Wrongheaded biofuel policies constitute only one aspect of the complex and expensive web of protectionist agricultural policies practiced by most developed countries that the WTO Doha Round was supposed to fix. The leading trading countries have repeatedly failed to commit to real reform, with short-term political convenience overriding their own national long-term interests. The latest example of this anomaly is the new Farm Bill approved by the U.S. Congress in May. Instead of reducing agricultural subsidies, this bill provides for bigger and more distorting ones.

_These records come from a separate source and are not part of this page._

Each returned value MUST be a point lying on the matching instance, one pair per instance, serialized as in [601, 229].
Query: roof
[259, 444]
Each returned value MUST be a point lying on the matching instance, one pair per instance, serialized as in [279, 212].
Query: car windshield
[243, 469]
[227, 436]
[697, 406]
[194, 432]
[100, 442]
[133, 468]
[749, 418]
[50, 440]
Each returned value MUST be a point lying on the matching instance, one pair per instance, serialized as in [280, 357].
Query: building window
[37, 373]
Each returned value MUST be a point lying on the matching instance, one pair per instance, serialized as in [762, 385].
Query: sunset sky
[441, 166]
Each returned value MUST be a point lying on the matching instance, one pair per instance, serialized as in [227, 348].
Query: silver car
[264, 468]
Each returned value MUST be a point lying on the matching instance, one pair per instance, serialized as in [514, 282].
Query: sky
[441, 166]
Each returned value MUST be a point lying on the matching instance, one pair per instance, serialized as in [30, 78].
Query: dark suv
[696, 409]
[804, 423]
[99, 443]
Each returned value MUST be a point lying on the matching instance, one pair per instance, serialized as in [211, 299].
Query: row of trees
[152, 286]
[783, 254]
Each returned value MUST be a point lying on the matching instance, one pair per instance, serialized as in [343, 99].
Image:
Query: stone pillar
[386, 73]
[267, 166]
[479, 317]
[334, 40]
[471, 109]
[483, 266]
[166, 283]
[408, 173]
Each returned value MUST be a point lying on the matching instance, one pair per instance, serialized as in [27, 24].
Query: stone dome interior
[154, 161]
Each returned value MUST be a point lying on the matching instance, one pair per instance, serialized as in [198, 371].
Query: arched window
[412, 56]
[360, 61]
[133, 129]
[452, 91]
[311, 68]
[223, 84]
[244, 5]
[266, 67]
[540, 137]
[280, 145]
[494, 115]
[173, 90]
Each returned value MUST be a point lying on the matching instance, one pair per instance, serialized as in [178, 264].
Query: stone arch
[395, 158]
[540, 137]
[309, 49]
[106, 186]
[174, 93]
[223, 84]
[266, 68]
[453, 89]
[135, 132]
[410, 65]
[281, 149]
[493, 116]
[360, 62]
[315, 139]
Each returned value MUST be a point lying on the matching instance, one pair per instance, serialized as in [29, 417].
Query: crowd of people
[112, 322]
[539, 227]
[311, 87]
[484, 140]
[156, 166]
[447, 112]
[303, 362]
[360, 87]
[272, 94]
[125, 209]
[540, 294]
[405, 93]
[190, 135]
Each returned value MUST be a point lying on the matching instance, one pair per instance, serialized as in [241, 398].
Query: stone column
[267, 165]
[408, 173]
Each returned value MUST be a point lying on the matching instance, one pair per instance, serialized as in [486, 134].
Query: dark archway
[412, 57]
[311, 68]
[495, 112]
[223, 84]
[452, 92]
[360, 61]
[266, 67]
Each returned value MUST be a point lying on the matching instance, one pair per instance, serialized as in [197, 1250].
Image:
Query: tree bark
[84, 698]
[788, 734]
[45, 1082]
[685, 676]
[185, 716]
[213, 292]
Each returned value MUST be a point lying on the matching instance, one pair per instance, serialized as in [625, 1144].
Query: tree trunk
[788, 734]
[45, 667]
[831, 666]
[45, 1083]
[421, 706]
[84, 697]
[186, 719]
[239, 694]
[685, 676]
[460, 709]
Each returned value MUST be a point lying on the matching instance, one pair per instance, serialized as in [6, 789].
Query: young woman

Even more than the 2002 Farm Bill, this one has eroded U.S. credibility and leadership at the WTO trade talks and given the other key players yet another excuse to evade their own responsibility to make the Round successful.

Remember where the two presidential candidates stand on ethanol and the farm bill.

What do economics and hummus have in common?

They both come in a neoclassical variety.

Thanks to the blog reader who sent this in.

Friday, August 01, 2008

More on the GSE Rescue Bill

Larry Lindsey reports:

Congress rejected a proposal that Fannie and Freddie be barred from paying dividends if they are receiving injections of capital from the federal government. This idea would seem to be the first lesson in a course on Government Bailout 101. The government shouldn't be shoveling taxpayer money in the front door while the company is shoveling dividends to shareholders out the back door.

Freddie Mac paid $1.6 billion in dividends last year while Fannie Mae paid $2.5 billion. Both have dividend yields that are many times higher than the norm. Congress chose to protect the shareholders at the expense of the taxpayer.

The Cost of Being PC

Here is a ranking of academic disciplines by political correctness:

The most PC: Psychology, Sociology, English, History, Elementary education

The least PC: Criminal justice, Economics, Marketing, Accounting, Computer science, Biology, Finance, Management information, Mechanical engineering, Electrical engineering

Political correctness is defined here as "the belief that gender gaps in math and science fields are largely due to discrimination; support for affirmative action; and belief that discrimination is a key cause of racial inequities in American society. Generally, members of this cohort see race and gender as fundamental ."

I notice that the non-PC disciplines appear to correlate with the most lucrative college majors. Some might take this fact as even more evidence that life is fundamentally unfair.